Несмотря на это, Бабаню надо было накормить и хотя бы напоить. Вызвать врачей. Запереть дом. Найти как-нибудь Марину, Свету или Диму Федосьева. Кому тут жить, Свете беспризорной, наследнице, которая прогудит дом во мгновение ока, или тоже бездомной Мариночке, это не нам решать. Мариночку надо взять! Вот так. Такой теперь план жизни, раз уж ввязалась. Тебе хотелось уйти, вот и ушла от своей жизни и попала в чужую. Нигде не пусто, всюду эти одинокие. Сережа и Настя будут против. Сережа промолчит, Настя скажет, еще новости, ты, мама, вообще куку. Юлина мать поднимет по телефону большую волну.

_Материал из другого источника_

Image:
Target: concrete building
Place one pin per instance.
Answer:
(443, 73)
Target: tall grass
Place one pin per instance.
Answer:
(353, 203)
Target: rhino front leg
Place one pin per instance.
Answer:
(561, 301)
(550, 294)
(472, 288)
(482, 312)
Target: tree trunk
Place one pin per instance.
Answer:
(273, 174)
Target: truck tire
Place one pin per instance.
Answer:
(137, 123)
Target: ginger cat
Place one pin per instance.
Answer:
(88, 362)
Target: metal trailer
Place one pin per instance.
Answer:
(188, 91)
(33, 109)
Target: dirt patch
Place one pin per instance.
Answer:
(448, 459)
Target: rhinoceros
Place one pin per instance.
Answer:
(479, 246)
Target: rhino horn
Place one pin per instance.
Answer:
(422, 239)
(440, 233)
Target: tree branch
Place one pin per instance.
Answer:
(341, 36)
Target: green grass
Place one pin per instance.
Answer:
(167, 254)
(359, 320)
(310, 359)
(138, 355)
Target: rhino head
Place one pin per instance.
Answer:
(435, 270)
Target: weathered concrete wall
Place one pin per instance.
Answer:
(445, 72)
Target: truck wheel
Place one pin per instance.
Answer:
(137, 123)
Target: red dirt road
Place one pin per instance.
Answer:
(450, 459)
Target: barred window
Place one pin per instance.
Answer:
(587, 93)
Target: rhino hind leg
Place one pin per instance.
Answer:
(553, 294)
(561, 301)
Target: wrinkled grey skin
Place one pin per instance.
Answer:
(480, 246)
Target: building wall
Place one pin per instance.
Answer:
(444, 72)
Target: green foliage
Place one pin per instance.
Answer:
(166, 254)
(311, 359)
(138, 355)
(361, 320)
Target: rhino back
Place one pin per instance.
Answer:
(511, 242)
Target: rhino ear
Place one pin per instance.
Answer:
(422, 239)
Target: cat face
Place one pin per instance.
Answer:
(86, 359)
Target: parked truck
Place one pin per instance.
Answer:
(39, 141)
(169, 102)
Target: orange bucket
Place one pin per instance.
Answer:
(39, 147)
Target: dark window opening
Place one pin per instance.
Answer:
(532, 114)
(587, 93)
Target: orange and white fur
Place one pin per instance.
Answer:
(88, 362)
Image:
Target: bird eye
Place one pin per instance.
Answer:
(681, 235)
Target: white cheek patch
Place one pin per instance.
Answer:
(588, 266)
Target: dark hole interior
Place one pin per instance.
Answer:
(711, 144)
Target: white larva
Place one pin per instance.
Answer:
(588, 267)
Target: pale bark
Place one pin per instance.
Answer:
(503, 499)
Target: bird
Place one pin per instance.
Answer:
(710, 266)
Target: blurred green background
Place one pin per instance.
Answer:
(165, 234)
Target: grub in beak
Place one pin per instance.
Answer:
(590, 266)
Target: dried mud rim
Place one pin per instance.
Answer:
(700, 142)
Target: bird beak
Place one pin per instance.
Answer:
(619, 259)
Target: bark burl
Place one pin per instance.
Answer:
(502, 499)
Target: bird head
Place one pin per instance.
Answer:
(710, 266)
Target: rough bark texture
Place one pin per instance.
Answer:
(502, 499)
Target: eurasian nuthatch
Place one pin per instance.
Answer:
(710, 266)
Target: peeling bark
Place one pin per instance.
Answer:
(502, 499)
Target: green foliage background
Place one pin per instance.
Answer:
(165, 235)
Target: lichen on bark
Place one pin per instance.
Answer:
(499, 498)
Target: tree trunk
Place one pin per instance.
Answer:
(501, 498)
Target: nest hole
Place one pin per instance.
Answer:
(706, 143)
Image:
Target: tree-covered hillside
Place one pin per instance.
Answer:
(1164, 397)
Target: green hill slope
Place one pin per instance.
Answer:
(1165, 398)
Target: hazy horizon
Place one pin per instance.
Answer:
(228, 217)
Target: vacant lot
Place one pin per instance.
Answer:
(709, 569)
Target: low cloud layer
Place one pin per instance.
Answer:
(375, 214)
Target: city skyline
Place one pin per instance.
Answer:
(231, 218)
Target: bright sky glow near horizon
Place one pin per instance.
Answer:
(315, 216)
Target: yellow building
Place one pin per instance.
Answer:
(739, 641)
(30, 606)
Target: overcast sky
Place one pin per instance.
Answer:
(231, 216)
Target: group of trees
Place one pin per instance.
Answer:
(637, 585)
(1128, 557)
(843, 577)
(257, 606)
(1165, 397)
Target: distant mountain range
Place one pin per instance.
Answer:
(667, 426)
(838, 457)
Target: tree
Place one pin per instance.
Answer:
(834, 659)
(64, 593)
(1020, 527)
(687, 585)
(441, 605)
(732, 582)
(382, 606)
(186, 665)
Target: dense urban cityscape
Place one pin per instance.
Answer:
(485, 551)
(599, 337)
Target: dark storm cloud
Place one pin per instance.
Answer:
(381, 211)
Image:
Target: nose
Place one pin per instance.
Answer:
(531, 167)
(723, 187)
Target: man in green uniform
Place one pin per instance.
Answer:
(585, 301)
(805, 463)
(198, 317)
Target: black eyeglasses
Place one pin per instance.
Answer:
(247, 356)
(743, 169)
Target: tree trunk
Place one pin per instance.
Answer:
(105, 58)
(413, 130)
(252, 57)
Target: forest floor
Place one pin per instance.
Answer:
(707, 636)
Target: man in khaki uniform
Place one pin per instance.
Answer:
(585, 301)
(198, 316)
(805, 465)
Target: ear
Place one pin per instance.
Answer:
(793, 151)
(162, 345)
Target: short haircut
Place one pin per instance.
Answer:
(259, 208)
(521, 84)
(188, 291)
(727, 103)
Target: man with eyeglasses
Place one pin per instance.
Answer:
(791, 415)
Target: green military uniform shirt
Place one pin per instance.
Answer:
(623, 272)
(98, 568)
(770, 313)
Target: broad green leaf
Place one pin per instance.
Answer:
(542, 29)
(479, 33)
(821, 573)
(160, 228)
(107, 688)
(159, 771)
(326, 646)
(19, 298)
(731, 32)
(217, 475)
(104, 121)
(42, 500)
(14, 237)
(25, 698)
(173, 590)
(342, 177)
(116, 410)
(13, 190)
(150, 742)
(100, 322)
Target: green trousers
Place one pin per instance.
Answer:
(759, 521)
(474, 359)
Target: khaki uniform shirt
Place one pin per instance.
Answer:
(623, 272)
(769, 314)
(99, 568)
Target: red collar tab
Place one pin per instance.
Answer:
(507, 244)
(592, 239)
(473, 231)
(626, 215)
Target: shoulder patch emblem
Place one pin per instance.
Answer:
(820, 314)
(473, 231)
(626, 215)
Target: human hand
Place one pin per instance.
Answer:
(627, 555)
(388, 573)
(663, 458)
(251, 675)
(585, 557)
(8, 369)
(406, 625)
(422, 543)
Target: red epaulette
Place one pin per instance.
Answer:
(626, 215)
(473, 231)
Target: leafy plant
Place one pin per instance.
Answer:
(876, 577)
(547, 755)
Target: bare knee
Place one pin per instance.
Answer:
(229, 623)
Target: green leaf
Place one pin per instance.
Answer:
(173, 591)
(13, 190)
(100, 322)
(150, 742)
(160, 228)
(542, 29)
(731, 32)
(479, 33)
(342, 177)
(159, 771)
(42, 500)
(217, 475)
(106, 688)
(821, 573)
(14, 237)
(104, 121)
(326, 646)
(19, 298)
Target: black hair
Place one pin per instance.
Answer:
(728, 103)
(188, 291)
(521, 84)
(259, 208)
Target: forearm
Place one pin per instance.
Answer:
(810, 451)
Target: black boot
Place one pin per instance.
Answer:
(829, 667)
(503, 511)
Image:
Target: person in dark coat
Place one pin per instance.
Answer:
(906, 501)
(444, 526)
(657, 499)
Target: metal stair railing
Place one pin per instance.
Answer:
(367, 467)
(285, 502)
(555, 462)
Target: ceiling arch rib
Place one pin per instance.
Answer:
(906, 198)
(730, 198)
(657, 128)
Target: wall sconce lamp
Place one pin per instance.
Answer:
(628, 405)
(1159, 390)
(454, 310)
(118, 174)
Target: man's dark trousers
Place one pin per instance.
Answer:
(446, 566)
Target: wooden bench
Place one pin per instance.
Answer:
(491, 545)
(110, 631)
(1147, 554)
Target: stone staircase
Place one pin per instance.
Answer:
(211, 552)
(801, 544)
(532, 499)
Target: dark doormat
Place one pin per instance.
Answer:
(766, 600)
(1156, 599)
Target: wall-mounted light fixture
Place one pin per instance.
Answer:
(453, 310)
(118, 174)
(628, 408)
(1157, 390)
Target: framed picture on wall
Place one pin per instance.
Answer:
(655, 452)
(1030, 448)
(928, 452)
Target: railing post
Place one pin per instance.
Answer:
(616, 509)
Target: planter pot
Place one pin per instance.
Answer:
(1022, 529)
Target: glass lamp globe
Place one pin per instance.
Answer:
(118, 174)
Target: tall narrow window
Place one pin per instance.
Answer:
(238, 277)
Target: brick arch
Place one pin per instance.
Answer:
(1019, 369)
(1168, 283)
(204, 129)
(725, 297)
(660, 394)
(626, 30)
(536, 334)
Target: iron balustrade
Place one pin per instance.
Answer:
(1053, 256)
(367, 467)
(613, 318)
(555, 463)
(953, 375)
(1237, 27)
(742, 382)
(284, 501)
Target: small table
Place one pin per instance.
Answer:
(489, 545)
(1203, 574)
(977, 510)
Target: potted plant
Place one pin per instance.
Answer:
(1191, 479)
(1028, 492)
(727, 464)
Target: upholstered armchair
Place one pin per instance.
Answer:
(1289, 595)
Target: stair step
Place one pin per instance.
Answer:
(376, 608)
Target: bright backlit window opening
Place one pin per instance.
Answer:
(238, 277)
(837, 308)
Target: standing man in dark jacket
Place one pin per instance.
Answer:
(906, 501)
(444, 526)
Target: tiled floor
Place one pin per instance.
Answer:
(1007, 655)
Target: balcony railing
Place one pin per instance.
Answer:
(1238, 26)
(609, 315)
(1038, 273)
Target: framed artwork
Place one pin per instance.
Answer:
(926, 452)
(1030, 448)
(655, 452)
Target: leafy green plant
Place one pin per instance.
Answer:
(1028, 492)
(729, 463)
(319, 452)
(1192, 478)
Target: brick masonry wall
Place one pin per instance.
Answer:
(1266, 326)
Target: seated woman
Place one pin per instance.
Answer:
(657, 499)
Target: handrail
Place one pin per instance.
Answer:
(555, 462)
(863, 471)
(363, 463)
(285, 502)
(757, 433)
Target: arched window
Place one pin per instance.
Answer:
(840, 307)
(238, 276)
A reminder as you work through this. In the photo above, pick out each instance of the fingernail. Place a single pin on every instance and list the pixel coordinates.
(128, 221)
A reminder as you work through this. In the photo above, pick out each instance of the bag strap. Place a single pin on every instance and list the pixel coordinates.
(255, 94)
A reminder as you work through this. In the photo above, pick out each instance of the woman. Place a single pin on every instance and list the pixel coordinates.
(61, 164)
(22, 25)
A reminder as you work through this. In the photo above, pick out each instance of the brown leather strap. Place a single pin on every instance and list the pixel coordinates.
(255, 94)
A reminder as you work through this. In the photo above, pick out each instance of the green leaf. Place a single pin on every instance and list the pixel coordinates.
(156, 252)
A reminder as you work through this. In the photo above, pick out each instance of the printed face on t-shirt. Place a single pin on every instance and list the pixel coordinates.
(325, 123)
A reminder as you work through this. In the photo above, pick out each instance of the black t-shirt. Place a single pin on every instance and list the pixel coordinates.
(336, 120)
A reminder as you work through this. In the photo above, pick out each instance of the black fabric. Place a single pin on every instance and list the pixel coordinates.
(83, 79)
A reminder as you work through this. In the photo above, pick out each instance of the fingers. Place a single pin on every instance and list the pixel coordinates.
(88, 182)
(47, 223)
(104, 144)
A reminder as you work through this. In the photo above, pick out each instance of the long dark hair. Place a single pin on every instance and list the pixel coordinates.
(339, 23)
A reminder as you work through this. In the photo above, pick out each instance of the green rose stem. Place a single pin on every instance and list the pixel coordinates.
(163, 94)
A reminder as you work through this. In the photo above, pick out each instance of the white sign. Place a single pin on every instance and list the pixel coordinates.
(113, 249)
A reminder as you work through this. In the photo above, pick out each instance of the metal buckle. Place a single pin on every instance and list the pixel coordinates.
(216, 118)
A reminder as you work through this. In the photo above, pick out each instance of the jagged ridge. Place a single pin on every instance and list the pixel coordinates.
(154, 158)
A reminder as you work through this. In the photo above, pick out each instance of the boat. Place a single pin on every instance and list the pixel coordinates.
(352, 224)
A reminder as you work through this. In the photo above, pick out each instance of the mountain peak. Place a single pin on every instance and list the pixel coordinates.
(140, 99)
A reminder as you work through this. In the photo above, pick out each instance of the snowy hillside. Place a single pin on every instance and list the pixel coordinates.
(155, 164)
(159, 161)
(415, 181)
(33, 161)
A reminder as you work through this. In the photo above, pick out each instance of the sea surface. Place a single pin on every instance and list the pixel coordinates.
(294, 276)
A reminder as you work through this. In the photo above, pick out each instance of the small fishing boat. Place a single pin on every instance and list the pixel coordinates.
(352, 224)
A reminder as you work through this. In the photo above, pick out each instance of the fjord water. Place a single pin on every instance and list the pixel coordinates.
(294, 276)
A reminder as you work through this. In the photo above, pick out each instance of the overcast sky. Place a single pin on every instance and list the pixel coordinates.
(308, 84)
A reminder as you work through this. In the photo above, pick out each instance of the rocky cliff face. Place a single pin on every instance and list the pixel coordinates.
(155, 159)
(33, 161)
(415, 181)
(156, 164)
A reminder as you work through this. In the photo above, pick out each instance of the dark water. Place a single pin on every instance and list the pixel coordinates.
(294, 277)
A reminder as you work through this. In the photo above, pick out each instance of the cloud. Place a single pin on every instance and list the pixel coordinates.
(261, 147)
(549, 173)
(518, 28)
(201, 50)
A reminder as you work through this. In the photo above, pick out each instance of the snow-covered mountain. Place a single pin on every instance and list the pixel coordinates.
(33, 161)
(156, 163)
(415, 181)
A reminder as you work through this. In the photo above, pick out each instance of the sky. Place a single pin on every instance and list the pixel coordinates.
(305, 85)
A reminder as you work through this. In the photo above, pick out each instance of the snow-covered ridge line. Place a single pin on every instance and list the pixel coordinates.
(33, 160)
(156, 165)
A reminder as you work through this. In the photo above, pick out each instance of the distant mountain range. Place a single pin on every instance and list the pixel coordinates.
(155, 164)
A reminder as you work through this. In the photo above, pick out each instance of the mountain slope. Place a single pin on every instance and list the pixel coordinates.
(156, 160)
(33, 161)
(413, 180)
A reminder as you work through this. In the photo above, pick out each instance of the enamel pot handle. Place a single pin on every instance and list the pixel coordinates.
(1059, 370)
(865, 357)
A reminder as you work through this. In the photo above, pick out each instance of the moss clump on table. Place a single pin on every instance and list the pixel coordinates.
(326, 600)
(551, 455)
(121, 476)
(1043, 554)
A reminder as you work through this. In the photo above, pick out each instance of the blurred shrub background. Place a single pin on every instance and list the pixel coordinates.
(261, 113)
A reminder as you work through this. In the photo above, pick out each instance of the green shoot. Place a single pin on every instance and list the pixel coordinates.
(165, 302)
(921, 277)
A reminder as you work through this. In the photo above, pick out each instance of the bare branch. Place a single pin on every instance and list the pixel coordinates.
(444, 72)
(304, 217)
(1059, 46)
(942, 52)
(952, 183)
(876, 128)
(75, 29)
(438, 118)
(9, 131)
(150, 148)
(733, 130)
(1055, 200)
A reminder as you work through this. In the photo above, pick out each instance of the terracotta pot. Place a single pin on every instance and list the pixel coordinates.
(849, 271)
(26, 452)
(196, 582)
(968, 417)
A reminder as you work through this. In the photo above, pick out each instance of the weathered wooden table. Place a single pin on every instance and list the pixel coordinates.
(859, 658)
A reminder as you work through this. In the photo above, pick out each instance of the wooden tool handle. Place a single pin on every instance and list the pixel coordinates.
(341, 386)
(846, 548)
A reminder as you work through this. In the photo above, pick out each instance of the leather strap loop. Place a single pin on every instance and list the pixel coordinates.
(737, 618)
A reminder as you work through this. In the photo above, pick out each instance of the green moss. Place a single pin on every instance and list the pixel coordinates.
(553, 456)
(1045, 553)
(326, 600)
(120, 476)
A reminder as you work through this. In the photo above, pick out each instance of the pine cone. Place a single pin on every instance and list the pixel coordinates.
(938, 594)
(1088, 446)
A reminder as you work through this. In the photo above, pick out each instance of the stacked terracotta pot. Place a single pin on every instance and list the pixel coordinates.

Юля стояла, тяжело размышляя, понимая, что надо идти, но ноги как налились чугуном и не хотели слушаться, не хотели нести на себе три литра ледяной воды в разграбленный дом к сумасшедшей старухе, к новым тяготам жизни. Резкий ветер подул на горку, где стояла, окаменев, домашняя женщина Юля, стояла как бездомная, нищая, с единственным имуществом у ног, трехлитровой жестяной банкой воды. Резкий ветер подул, загремели черные скелеты деревьев, нарастал далекий шум, и явился арбузный запах зимы. Было холодно, зябко, явственно темнело, тут же захотелось перенестись домой, к теплому, пьяноватому Сереже, к живой Насте, которая уже проснулась, лежит в халате и ночной рубашке смотрит телевизор, ест чипсы, пьет кока-колу и названивает друзьям. Сережа сейчас уйдет к школьному дружку. Там они выпьют. Воскресная программа, пускай. В чистом, теплом обыкновенном доме. Без проблем.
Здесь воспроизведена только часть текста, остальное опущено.